|
Artificial Lift Basics and Advancements Including Remote Monitoring and Reducing Electric Consumption |
| PTTC Home | Solutions From the Field |
Based on a workshop sponsored by PTTC's North Midcontinent Region on September 12, 2000 in Wichita, Kansas
The information presented during the workshop provided attendees with the opportunity to refresh their knowledge of basic artificial lift concepts, while exposing them to new developments with the several different types of lift systems (beam pumps, electric submersible pumps, progressing cavity pumps, long-stroke pumps). A central philosophy in modern artificial lift is that pumps/systems are optimized, not just used. Optimization increases performance, reduces costs and failures, and generally increases production.
The artificial lift operations which are integral to production, especially in mature producing areas like the U.S., often, due to time limitations, do not get the attention required to maintain, let alone optimize, their performance. With limited time, it is also difficult to stay abreast of new advancements that could apply to one's situation. Bringing together speakers and material that provides refresher training on artificial lift as well as new options/choices offers value to busy independents.
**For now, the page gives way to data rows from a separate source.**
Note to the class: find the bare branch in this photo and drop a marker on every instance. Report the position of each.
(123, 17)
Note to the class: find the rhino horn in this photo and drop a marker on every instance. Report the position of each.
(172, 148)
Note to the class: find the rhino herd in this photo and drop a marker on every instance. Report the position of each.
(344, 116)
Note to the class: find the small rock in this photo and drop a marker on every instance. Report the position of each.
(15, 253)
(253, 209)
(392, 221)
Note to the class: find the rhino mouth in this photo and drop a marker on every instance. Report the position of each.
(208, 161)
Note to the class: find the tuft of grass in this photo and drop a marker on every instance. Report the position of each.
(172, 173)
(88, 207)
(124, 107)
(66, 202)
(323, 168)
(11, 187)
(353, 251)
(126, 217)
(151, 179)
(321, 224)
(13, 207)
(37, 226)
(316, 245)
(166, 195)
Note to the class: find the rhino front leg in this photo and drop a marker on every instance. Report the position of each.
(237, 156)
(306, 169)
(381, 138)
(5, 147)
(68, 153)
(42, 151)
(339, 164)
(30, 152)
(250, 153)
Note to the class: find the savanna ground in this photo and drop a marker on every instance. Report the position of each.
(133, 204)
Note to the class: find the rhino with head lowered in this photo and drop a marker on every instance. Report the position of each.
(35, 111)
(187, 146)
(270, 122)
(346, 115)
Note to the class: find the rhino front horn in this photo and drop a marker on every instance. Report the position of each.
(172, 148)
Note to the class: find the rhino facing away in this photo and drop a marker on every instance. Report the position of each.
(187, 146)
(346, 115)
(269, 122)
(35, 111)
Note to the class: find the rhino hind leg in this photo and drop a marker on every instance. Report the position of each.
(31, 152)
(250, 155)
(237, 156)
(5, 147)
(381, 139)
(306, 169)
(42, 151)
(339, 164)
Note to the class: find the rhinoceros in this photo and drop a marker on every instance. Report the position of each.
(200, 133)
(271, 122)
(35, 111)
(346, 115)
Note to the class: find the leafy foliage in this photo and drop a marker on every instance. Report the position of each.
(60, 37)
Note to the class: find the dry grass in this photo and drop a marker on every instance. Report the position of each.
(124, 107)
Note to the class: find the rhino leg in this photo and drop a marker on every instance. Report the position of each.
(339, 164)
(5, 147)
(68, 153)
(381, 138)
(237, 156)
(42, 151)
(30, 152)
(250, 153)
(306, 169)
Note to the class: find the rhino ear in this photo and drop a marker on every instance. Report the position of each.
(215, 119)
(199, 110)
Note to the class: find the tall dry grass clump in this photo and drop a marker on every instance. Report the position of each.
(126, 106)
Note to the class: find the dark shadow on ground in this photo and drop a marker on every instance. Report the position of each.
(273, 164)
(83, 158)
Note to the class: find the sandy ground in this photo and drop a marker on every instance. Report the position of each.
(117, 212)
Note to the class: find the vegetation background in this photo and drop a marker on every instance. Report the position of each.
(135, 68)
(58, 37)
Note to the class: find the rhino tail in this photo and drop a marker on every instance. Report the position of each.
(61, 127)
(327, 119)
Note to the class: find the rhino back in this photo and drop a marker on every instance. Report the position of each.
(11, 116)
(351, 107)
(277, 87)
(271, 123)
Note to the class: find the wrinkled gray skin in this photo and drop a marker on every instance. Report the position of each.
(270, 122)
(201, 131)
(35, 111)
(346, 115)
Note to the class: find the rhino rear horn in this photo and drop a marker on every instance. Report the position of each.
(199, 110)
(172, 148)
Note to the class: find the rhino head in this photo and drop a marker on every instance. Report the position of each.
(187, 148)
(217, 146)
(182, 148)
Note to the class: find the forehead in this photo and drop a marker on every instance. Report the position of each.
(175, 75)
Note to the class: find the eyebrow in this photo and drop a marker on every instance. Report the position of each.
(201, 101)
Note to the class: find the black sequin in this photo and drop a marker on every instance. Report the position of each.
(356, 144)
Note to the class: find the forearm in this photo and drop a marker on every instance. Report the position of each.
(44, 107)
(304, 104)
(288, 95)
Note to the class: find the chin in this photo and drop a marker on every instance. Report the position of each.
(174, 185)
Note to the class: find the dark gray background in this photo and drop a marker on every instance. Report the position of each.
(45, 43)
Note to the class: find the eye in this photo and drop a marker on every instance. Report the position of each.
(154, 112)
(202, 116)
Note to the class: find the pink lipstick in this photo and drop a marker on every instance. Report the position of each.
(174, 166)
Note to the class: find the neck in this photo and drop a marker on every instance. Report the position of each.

Beam Pumps, Field Automation, Power Cost Savings, Progressing Cavity Pumps, Rota-Flex Long Stroke Pumps, Submersible Pumps
Rota-Flex Long Stroke Pumping Unit
Susan Beck, Weatherford International
Electric Cost Savings Issues in Oil Production
Robert Egbert, Wichita State University
Electric Submersible Pumps
Stan Herl. Reda Pump
Progressing Cavity Pumps
Walt Pearcy and Jim Murrow, Wilson Supply
Sucker Rod Pumping Design & Implementation
Rodney Reynolds and Dwayne McCune, NMC PTTC
Modern Management of Artificial Lift Wells
Dieter Becker, Echometer Company
Using Software for Full-field Automation and Analysis
Steve Slezak, Case Services, Inc.
Sucker Rod Pumps
Lewis Watts, Harbison Fischer
Artificial lift technology covers a broad spectrum involving several types of pumps-beam pump, electric submersible pumps, and progressing cavity pumps. Each type has its optimum application environment, and there are many nuances to be learned with each type. Industry speakers covered a myriad of topics related to advanced artificial lift.
Beam Pumps. Staff from PTTC's North Midcontinent Region described software, both freeware and commercial, that is available to assist operators with beam-pump design and analysis. Freeware programs available through SPE include (1) PUMPSPE, (2) APIROD, and (3) APIPUMP. Lufkin Industries, Inc. provides a basic rod loading program LOADCALB. In a similar vein, Echometer Company's QROD can be downloaded from their website (http://www.echometer.com). Integrity Consulting provides a spread-sheet based pumping unit design program within its Petroleum Engineering Tool Kit, which is relatively low cost. Higher-end commercial programs from Theta Enterprises, Inc. include RODSTAR and XDIAG. Additional handouts provided information on recommended plunger sizes for different conditions, rod sizes and properties, and motor properties, plus a copy of API RP11L (Recommended Practice for Design Calculations for Sucker Rod Pumping Systems).
Harbison-Fischer has developed different pump designs for different pumping environments-excessive gas, high solids or particulates, or high fluid volumes. There are two specialized pumps for gas locking conditions. The two-stage hollow valve rod pump overcomes most gas locking conditions and can handle moderate quantities of sand or other particulates. The gas chaser pump is designed for the very worst gas locking problems. Pump choices for high solids conditions include the Pampa pump, the Texas stripper pump (keeps sand from settling during shutdown periods), and the three-tube pump. The three tube pump is the traditional "trash" pump for extremely abrasive or dirty production. Oversize tubing or double displacement pumps are designed for high volume applications.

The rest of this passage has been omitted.